L'exposition réunit les oeuvres de Toshio Saeki, cinq originaux et treize sérigraphies réalisées par Fumie Tanyama.
"Les deux principaux ingrédients de son art sont la concision du trait —fruit d'une extrême maîtrise de soi et d'une lucidité sans faille — et la passion pour l'eros (ou l'ero, un terme japonais qu'il lui préfère, car selon l'artiste, s'y profile de surcroit l'idée de la mort). Autrement dit : une ligne claire et de sombres desseins.
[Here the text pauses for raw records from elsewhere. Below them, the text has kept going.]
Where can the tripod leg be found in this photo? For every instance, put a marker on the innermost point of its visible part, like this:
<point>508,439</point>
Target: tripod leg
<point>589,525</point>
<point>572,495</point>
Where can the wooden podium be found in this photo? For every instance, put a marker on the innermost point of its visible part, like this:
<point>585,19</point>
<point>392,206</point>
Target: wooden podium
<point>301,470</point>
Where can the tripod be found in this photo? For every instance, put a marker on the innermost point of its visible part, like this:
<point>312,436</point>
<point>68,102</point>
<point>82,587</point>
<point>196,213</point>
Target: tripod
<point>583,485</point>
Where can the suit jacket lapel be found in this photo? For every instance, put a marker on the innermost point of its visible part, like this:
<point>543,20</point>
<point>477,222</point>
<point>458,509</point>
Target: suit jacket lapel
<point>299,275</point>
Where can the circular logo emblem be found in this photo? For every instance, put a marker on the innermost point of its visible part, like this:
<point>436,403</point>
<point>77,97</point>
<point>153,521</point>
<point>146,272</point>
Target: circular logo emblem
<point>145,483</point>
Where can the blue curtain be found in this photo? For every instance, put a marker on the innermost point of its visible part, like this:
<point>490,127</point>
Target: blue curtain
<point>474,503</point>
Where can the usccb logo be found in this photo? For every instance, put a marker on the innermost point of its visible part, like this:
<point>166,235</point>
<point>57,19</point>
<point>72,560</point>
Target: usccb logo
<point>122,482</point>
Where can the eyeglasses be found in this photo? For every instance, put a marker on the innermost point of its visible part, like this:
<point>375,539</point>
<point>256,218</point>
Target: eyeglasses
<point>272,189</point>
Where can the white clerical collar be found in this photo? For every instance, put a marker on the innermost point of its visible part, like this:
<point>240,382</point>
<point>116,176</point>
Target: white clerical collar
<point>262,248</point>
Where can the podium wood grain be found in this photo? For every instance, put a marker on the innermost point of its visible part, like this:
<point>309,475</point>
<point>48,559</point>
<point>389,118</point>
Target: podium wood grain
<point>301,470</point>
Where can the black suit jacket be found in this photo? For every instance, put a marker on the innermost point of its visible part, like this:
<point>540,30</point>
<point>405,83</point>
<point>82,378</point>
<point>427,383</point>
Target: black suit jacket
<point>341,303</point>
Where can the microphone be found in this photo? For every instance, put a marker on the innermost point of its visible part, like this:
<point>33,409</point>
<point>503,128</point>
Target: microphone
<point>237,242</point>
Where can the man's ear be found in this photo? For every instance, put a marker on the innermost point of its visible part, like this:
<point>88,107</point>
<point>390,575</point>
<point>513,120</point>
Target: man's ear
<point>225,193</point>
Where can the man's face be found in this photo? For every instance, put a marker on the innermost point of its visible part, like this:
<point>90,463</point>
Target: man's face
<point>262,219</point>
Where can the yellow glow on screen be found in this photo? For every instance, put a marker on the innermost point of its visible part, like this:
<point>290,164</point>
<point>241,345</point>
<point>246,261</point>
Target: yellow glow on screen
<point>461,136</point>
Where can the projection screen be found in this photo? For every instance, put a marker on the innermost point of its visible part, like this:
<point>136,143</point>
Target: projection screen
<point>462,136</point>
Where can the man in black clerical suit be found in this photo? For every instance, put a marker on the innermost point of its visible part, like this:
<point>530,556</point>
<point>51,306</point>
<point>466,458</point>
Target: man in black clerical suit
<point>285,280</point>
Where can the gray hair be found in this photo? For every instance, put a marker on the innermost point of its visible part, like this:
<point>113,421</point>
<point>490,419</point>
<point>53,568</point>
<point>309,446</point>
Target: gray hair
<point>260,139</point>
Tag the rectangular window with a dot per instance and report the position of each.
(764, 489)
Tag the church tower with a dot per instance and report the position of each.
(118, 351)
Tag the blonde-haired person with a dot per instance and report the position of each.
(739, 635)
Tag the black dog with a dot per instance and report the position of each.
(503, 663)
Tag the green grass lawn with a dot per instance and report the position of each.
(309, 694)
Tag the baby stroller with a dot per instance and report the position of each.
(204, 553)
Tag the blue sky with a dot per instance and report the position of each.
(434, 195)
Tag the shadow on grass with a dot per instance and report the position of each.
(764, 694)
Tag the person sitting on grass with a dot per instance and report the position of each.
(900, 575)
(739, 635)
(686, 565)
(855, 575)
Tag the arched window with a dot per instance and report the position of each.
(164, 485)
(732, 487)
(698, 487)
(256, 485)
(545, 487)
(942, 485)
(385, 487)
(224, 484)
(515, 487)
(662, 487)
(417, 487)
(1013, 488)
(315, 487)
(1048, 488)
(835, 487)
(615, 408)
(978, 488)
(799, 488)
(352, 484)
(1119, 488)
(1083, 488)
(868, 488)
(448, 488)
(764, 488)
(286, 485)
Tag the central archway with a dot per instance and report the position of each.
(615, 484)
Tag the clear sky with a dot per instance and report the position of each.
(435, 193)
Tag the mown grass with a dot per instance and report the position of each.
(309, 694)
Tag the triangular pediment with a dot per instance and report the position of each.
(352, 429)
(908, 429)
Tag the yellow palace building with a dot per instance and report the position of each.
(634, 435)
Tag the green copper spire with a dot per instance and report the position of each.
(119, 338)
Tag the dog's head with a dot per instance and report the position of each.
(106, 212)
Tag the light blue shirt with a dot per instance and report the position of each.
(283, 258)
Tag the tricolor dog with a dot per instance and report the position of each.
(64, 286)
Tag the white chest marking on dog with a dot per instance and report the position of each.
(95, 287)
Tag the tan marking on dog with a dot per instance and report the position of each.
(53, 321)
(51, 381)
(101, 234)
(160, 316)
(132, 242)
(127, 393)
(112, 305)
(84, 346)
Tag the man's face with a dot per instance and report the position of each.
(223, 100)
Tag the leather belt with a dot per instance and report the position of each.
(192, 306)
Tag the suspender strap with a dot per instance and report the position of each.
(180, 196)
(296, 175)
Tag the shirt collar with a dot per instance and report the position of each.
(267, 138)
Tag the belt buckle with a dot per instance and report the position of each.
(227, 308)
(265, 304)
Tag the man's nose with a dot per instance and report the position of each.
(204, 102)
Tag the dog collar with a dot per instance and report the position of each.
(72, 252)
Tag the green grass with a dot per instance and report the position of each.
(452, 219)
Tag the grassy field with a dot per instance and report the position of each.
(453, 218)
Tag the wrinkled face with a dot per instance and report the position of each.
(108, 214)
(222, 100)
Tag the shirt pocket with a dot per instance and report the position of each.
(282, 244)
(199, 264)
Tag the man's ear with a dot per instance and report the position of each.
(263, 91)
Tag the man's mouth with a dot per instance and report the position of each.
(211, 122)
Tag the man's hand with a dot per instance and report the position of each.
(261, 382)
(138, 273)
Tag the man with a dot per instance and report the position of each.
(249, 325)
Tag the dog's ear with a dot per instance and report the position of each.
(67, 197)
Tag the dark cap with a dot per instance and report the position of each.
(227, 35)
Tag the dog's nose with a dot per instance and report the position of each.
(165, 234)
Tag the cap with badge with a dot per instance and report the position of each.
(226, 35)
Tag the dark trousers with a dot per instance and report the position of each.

L'univers sulfureux de Saeki est utéro-centré. Tout gravite autour de cet œil cyclopéen qui est à la fois matrice, grotte effrayante, refuge, source de jouissance et boîte de Pandore. Chacune de ses œuvres constituent autant de seuils et de passages dérobés menant directement de l'état de veille à l'état de rêve ou de cauchemar, via l'art du trait.
Chaque dessin raconte une histoire. Il y a des voyeurs et des voyeuses, des pervers et des suppliciés. Une jeune femme en tenue d'écolière, la main dans la culotte, observe à la dérobée une scène de copulation tandis qu'un vieillard libidineux jouit en cachette du double spectacle offert. Une mère décapitée court après sa progéniture. Des monstres s'attaquent à des adolescentes. Une nonne lubrique vaque à ses plaisirs. Des vieillards à tête de phallus commettent des forfaits dérisoires ou tragiques. Et souvent, au cœur du cauchemar, les plaisirs culinaires se mêlent à ceux du sexe.
Une œuvre sublime et terrifiante, que l'on se doit d'accompagner ici de l'alléchante formule d'usage : "à ne pas mettre entre toutes les mains", ou bien encore "réservé à un public averti".
Vous ne pourrez pas dire que vous n'avez pas été prévenu." (David Rosenberg).